2-Take 2 cups of baisan in a large bowl.
3-Add salt, 1 tea spoon of chilli powder , chopped coriander, 2 chopped green chillies, 1 tea spoon baking soda and one chopped onion.
4-Put at least 2 cups of water to make a smooth paste.
5-Keep it on a side for about half an hour.
6-Then take some oil in wok, when the oil is hot put baisan mixture one by one using tea spoon.
7-Fry dumpling until golden brown.

Preparations of yoghurt sauce

1-Put one cup of gram flour ,salt, heeng powder, red chilli powder ,coriander powder and turmeric powder into the yoghurt.

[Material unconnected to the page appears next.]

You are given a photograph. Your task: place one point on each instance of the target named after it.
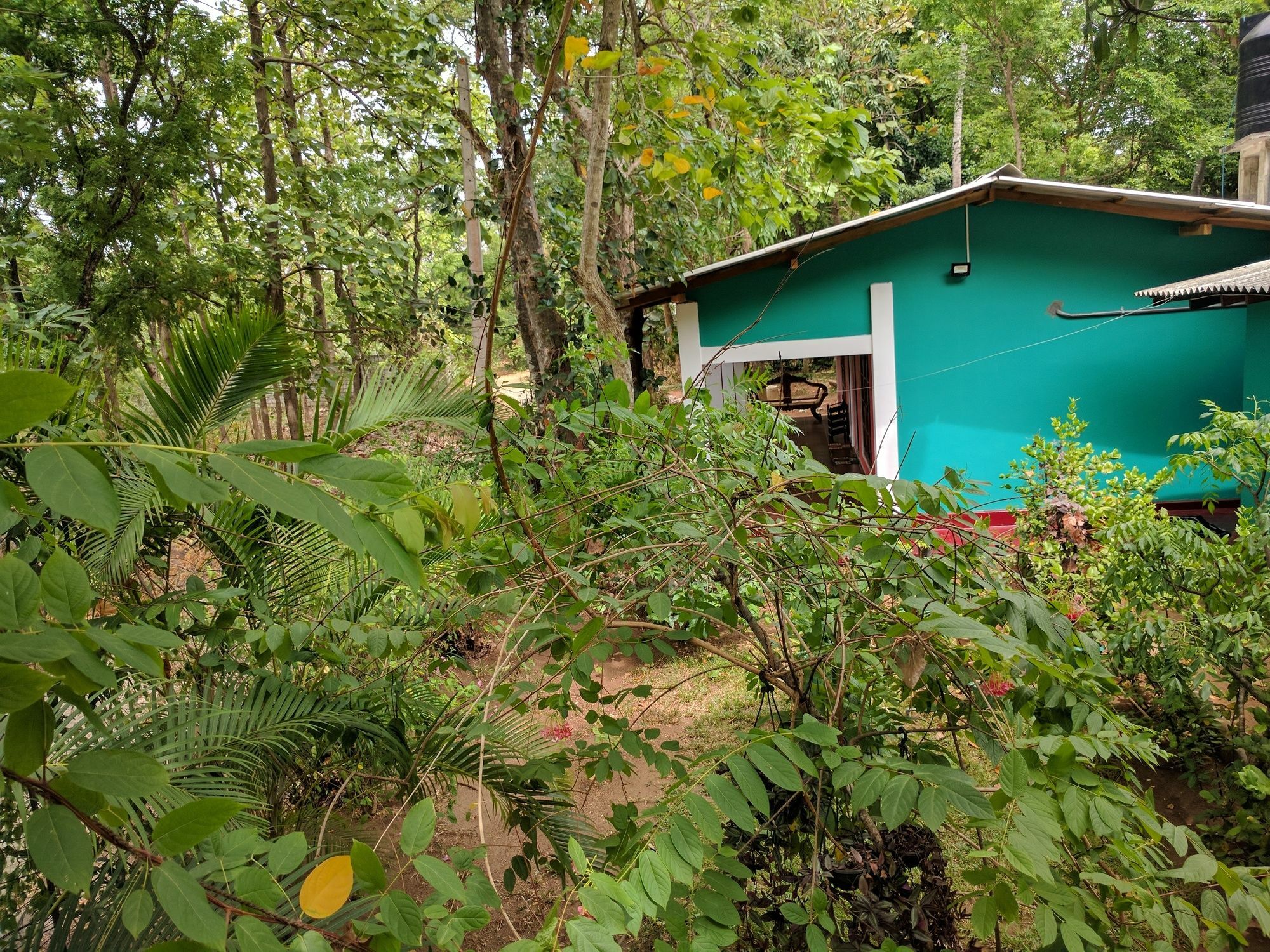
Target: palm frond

2-Mix them with the beater.
3-Make sure they are no lumps. (to avoid the lumps blend them with the Elec. blender)
4-Take one cup of oil in a large sauce pan and heated it.
5-Then add all the seed stuffs into the oil.
6-After few seconds, pour the yoghurt mixture with 5 cups of water in the pan.
7-Stir it continuously with the spoon, until it starts boiling.
8-Cook this mixture for about 30 minutes.
9-Later put the baisan dumplings in this mixture and cover it.
10-Cook it for another 10 minutes. Finally, take chopped onion and curry leaves and fry them with 1 table spoon oil for one minute.
11-Then temper them on yoghurt mixture.
Serve it hot. With steam rice or corn bread.